1930—Aprotinin (also known as “kallikrein inactivator”) is first extracted from cow parotid glands.
1936—Aprotinin is extracted from cow pancreas.
1953—Aprotinin is applied clinically for the treatment of pancreatitis.
1959—Drug is launched as Trasylol in Germany.
1963–2003—124 cases of aprotinin-induced anaphylaxis (severe allergic reaction) are reported in 61 publications. Eleven patients died.
1964—Aprotinin is extracted from cow lung.
1971–1973—The therapeutic effect of Trasylol in the treatment of traumatic shock is investigated in a large German study. It is proven to be effective when applied within 30 minutes.
1987—Aprotinin is first used in Europe to prevent blood loss during cardiac surgery. In subsequent years, its use is extended to other forms of major surgery (liver, vascular, spinal surgery and transplantation).
1987—Researchers conduct the first of 64 randomized, controlled studies on the use of aprotinin in heart surgery, proving that it does help to minimize bleeding.
1993—Food and Drug Administration approves Trasylol for the reduction of bleeding in heart surgery patients. Miles Inc. (later purchased by Bayer) would market Trasylol and conduct further studies to evaluate its use in other surgeries with high risk of bleeding.
1996—Ischemic Research and Education Foundation, led by Dr. Dennis T. Mangano, begins collecting and analyzing data on Trasylol.
August 1997—Trasylol’s label is changed to reflect the FDA’s concerns over patients’ hypersensitivity to getting the drug.
1998—Study sponsored by Bayer suggests that Trasylol increases risk of blood clotting, thus leading to heart attacks. Company dismisses results as reflecting extraneous issues.
2004—Bayer concedes that patients receiving Trasylol repeatedly are at a greater risk of anaphylaxis.
2005—Bayer’s sales of Trasylol reach $275 million.
2005—About 150,000 Americans are given Trasylol during surgery.
January 26, 2006—IREF announces the results of a study with 4,300 patients at 69 institutions worldwide. Published in the New England Journal of Medicine, it concludes that Trasylol increases the risk of serious adverse events and death.
January 26, 2006—Study by Dr. Keyvan Karkouti et al., published in online medical journal Transfusion, suggests that Trasylol increases the risk for renal dysfunction or failure.

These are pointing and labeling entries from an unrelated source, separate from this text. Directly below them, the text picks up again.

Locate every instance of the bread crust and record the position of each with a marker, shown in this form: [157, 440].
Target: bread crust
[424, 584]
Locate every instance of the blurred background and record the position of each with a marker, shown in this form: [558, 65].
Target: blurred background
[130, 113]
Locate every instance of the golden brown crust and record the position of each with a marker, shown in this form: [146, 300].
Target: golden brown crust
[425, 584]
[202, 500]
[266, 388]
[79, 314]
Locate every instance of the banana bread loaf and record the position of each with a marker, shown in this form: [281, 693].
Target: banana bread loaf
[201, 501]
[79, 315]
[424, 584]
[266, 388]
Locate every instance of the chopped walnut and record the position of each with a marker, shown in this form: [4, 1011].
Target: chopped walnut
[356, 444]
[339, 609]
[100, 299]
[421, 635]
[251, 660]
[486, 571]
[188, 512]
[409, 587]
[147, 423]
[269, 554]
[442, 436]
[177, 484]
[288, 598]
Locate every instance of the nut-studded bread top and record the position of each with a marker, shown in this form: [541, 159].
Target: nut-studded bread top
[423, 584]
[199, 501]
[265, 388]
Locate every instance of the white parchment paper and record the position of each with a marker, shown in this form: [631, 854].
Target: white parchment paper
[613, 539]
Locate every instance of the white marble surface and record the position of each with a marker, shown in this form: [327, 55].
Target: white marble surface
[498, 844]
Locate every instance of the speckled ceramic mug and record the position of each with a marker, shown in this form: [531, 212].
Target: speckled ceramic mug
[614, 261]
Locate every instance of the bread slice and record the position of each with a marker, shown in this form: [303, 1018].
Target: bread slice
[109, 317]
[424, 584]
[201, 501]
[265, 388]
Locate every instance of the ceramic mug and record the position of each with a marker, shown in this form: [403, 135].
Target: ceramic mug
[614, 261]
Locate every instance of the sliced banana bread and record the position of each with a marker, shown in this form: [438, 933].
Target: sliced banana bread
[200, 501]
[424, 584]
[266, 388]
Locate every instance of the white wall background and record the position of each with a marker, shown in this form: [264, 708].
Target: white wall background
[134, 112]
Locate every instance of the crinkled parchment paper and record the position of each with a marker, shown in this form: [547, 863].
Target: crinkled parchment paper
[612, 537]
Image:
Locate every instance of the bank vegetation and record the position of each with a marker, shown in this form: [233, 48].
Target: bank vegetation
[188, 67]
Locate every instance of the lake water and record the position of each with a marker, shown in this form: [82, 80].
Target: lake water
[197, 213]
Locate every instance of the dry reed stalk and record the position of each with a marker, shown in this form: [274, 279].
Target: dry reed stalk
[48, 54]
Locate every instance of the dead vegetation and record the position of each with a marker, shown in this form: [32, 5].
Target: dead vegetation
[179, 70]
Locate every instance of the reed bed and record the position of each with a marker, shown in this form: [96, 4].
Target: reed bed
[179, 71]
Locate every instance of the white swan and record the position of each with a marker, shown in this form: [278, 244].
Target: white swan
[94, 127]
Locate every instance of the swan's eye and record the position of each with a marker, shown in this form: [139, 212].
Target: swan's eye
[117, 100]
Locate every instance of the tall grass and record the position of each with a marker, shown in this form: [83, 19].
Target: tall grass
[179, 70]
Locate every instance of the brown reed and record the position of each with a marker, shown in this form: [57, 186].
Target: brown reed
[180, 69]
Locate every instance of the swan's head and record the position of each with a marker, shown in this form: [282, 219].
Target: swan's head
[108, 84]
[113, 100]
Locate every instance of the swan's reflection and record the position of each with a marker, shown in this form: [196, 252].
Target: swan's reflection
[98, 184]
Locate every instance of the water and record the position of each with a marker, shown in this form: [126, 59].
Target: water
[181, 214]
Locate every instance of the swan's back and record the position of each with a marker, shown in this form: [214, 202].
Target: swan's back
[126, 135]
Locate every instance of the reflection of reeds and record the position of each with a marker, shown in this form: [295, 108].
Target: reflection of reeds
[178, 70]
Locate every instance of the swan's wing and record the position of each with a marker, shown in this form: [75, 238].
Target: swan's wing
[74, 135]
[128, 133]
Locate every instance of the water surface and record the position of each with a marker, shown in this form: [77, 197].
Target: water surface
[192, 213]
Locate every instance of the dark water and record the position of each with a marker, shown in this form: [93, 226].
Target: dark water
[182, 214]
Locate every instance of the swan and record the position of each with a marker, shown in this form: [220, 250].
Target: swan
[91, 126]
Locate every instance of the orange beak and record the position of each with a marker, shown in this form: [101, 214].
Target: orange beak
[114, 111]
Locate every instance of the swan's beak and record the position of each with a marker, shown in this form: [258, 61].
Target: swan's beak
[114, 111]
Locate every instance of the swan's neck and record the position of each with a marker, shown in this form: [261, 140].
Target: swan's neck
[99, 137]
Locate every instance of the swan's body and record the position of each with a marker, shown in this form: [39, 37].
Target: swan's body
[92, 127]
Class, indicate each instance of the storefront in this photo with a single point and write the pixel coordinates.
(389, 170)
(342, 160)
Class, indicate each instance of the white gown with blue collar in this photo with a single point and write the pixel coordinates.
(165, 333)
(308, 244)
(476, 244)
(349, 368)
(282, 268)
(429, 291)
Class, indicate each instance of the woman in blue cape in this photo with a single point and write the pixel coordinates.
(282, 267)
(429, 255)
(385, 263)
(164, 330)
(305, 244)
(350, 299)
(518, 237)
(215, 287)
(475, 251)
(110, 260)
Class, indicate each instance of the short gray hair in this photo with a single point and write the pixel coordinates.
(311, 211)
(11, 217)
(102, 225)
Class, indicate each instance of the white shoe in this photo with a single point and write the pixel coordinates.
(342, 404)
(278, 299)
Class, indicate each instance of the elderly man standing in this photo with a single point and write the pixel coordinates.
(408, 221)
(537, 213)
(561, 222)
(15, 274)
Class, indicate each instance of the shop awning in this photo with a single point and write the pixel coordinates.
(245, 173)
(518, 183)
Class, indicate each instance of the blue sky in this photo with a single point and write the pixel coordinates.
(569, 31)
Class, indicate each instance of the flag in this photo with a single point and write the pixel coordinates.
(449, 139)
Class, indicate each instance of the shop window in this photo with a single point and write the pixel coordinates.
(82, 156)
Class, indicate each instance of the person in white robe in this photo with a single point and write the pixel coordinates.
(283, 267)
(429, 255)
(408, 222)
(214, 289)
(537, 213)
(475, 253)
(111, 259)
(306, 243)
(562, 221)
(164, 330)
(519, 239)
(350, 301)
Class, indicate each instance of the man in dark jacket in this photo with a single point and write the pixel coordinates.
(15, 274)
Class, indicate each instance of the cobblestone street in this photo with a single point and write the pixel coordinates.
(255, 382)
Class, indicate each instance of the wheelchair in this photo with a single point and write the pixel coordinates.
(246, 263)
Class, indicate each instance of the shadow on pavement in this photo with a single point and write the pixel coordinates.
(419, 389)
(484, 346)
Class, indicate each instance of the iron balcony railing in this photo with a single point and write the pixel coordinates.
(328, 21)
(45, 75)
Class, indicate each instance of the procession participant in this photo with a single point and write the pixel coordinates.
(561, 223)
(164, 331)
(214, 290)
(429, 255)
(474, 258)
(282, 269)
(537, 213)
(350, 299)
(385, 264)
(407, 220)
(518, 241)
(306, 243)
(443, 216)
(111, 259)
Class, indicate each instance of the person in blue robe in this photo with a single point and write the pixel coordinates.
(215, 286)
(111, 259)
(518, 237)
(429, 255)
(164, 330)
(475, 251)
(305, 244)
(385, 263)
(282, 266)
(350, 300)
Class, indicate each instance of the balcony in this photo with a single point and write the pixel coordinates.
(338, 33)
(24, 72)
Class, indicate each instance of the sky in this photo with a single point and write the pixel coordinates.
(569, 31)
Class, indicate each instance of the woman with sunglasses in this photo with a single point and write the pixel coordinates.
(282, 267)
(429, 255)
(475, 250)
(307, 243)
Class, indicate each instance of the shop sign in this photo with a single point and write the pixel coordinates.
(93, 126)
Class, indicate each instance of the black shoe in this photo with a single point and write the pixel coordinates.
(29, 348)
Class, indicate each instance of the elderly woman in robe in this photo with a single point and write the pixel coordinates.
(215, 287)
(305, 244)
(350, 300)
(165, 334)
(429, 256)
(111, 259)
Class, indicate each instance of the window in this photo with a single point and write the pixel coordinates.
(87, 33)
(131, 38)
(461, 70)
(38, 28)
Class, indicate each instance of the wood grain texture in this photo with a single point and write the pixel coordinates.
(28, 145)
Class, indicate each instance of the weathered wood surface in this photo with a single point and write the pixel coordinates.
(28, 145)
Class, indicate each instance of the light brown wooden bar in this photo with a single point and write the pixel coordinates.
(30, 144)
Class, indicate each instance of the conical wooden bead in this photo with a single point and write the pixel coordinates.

February 8, 2006—FDA issues a public health advisory, saying it is conducting a safety evaluation of Trasylol.
July 2006—FDA issues a second public health advisory on Trasylol, in response to two studies. The agency urges doctors to use the drug only in critical situations, where reduced blood loss is essential.
September 21, 2006—FDA holds a meeting of the Cardiovascular and Renal Drugs Advisory Committee to assess the risks and benefits of Trasylol.
September 27, 2006—After a whistleblower alerts the FDA, Bayer confirms the existence of a contracted study involving 67,000 patients. Findings appear to show that Trasylol patients are more likely to suffer kidney failure, heart failure, stroke and death than patients using other treatment.
October 2, 2006—FDA reprimands Bayer for having withheld data from the CRDAC. The company conceded, but insists the results are preliminary.
October 3, 2006—FDA issues yet another public health advisory urging physicians to use Trasylol judiciously.
October 29, 2006—FDA issues a warning that Trasylol may have serious kidney and cardiovascular toxicity.